言ってみれば、音楽へのピュアな気持ちだけでホールに足を運んでくれる人の絶対数が少ないんだよね、という観点が根底にあって、ビジネス的に、つまり興行的に成り立たないっていう大問題の解決を考えてる。
要は音楽の力はニーズに多さに比例するわけで、いくら演奏者が上手で、いい演奏だったとしても聴きにくる人がいないんじゃ存在理由は得られない。だからまずは聴きに行きたい!と思う人がたくさんであることを獲得しなくちゃ音楽に力は生まれない。
少なすぎる客席でも、
「聴きにきてくれる人がいるから感謝」
とか、そういうのは情けないからやめようね。そのメンタル自体が間違っているというか、自己の慰めにすぎないし、そういう逃げ方をして客を集める気がないっていうのは逆に音楽への冒涜だと思うから。
ともかく音楽は受け手がいないと成立しない。それがいないと自宅で練習しているのと同じだから。
おそらく少し前はクラシックを聴くことがステイタスだったのだと思う。具体的には団塊の世代あたり。なので今のクラシックファンもこの世代が多いから、ホールは高齢者ばかりになる。
給料が出たらクラシックのLPを買うとか、さらにはLPが聞ける喫茶店があったとかそんな時代。そしてCDに移行した時はベルリン・カラヤンが全盛みたいな。
あとは有閑マダム的なニーズ。これも比較的高齢に多い。だって若い世代は今、金がなくて基本的に共働きだし、金がある世帯は共働きでキャリアだったりするから金がある。だから亭主が稼いで家で有閑というのはあまりない。
なんにせよ、新規のお客さんを作っていかないと音楽はもたないのははっきりしていて、このままあと10年したら「う〜ん」みたいな。

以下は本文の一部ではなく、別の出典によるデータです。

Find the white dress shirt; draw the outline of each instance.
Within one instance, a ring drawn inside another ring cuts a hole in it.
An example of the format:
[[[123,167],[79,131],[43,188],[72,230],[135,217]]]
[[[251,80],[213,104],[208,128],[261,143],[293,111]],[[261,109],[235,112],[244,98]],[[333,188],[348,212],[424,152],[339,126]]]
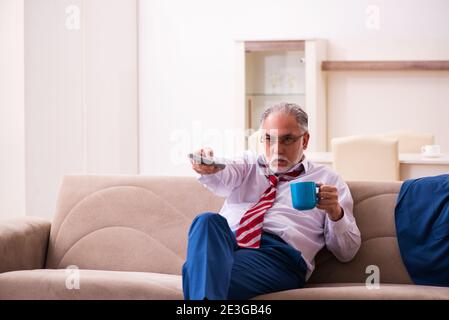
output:
[[[226,164],[223,170],[215,174],[199,175],[198,180],[214,194],[226,197],[219,214],[235,231],[243,214],[258,202],[269,182],[252,152],[226,160]],[[298,178],[279,182],[275,202],[265,214],[263,230],[278,235],[302,253],[307,263],[308,279],[315,268],[315,255],[325,245],[338,260],[351,260],[360,247],[360,231],[352,214],[351,193],[343,179],[330,168],[316,165],[306,157],[294,168],[300,165],[304,165],[304,172]],[[336,186],[338,201],[344,210],[343,217],[332,221],[324,210],[299,211],[293,208],[289,185],[299,181]]]

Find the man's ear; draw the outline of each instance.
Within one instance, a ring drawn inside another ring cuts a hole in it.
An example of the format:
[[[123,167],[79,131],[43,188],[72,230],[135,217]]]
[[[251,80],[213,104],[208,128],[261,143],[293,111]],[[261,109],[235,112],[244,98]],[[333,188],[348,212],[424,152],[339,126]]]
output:
[[[306,150],[307,146],[309,145],[309,139],[310,139],[310,134],[307,132],[306,134],[304,134],[304,137],[302,138],[302,148],[304,150]]]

N響とか、バックがしっかりと金を持っているところは演奏者になってもいい給料はもらえるかもしれないけれど、そういうスポンサーがないプロオーケストラはオーディションに受かっても給料が安かったりして、プロ奏者になるまでにものすごい金がかかっているのに給料は下手したらコンビニでシフトを入れまくった方が稼げるという現実。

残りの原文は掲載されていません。